Lee Krasner e Sua Impressionante Obra
Alguns artistas se concentram tão intensamente em um estilo particular que quase qualquer amante da arte pode facilmente descrever exemplos típicos de suas obras. Outros, no entanto, evoluem seu estilo de forma intencional e constante, recusando-se a ser limitados por uma única abordagem estética. Lee Krasner personificou este último. Descrever pinturas típicas de Lee Krasner seria impossível, porque seu trabalho nunca foi típico. Diversas vezes ao longo de sua carreira, Krasner redirecionou completamente sua abordagem à pintura. Embora normalmente associada aos Expressionistas Abstratos, ela começou sua carreira como pintora realista clássica. Também trabalhou como pintora de murais para a Administração de Obras Progressivas, e passou anos experimentando diversas técnicas, como colagem, abstração biomórfica, abstração de borda dura, obras em pequena escala inspiradas em sua herança judaica e obras em grande escala influenciadas por sua vida pessoal. Mesmo após sofrer um aneurisma cerebral, continuou reinventando seu trabalho por mais de duas décadas. Tão diversa e engenhosa é sua obra que Lee Krasner é hoje considerada a personificação do espírito da vanguarda americana do século XX.
Nascida no Brooklyn
Lee Krasner nasceu no Brooklyn em 1908, sendo o primeiro membro de sua família a nascer em solo americano. Ela soube desde jovem que queria ser pintora. Mas nas primeiras décadas do século XX, não havia muitas oportunidades para jovens mulheres que aspiravam ser artistas profissionais. As mulheres que desejavam estudar arte eram incentivadas a seguir a carreira de professoras.

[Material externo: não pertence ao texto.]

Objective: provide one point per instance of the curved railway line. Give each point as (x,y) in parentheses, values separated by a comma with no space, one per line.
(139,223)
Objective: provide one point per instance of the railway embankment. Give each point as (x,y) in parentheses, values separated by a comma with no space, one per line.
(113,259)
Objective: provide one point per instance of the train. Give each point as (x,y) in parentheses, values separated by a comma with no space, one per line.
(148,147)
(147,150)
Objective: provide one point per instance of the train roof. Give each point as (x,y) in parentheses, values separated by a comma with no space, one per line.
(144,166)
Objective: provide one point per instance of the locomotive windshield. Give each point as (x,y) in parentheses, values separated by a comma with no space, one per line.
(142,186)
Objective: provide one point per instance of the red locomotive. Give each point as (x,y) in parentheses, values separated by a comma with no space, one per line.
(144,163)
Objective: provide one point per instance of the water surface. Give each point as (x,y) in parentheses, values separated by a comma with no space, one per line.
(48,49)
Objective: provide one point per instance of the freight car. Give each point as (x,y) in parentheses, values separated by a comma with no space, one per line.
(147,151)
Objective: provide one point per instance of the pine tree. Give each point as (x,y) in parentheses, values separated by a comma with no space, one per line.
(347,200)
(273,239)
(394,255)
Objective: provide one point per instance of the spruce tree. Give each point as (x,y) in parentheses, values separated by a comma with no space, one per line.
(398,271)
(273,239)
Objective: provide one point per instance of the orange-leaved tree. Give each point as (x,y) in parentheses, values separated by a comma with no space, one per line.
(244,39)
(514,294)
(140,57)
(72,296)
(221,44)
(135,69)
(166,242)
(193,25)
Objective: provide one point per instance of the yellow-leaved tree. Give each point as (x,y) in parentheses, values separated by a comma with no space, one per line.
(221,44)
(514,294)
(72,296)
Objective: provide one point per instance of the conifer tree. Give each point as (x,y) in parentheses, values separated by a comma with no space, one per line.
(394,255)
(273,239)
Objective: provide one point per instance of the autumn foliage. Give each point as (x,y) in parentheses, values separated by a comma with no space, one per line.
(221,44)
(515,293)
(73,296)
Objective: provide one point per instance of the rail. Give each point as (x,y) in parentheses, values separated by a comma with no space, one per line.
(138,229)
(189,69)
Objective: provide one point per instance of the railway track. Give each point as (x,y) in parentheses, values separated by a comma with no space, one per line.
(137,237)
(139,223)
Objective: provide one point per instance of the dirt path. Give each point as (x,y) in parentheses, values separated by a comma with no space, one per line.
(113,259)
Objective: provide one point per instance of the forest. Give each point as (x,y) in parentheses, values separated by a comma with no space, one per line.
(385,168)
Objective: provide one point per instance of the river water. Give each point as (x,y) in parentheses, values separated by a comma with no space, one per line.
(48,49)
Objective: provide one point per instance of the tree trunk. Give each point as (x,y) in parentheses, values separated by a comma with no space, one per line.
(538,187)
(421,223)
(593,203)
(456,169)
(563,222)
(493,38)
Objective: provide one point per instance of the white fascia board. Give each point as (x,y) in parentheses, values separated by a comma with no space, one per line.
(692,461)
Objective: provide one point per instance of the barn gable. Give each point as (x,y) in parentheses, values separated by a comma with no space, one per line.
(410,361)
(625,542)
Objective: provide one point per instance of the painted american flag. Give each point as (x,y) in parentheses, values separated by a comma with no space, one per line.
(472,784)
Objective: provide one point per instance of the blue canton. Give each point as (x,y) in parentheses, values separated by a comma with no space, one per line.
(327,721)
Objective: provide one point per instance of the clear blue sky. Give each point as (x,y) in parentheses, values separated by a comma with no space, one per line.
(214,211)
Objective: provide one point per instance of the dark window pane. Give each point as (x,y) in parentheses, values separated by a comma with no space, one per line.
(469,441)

Havia apenas uma escola secundária em Nova York, a Washington Irving High School for Girls, que permitia que meninas se especializassem em aulas de arte. Lee Krasner se inscreveu e foi aceita nessa escola.
Após o ensino médio, Krasner realmente obteve seu certificado de professora. Mas depois, em vez de seguir o magistério, encontrou trabalho como garçonete e continuou fazendo aulas de pintura. Ela dominou a técnica clássica na Academia Nacional de Design e estudou como pintar a forma humana na Liga de Estudantes de Arte de Nova York. Era tão talentosa que, em 1935, conquistou uma cobiçada posição como pintora de murais na Administração de Obras Progressivas, algo raro para qualquer artista, especialmente para uma mulher. O trabalho consistia em copiar desenhos figurativos de murais feitos por outros artistas. Krasner não considerava ideal, pois preferia pintar seus próprios desenhos, mas isso lhe garantiu sustento durante a depressão e ampliou sua formação.
Lee Krasner - Gaea, 1966. Óleo sobre tela. 175,3 x 318,8 cm. Coleção do Museu de Arte Moderna. © 2018 Pollock-Krasner Foundation / Artists Rights Society (ARS), Nova York
Pintura por Toda Parte
Em 1937, dois anos após assumir seu cargo na WPA, Lee Krasner iniciou a primeira grande evolução em seu trabalho. Ela se matriculou em aulas com Hans Hofmann, um renomado pintor e educador alemão conhecido por defender o Modernismo e a abstração. Sob a orientação de Hofmann, Krasner aprendeu os conceitos do Cubismo, Neo-Cubismo, Fauvismo, colagem e muitas outras tendências modernistas iniciais. Ela colocou essas ideias em prática no desenvolvimento do que passou a ser chamado de seu estilo All Over, uma abordagem à pintura que cobria toda a superfície de suas obras com motivos abstratos evocativos da natureza.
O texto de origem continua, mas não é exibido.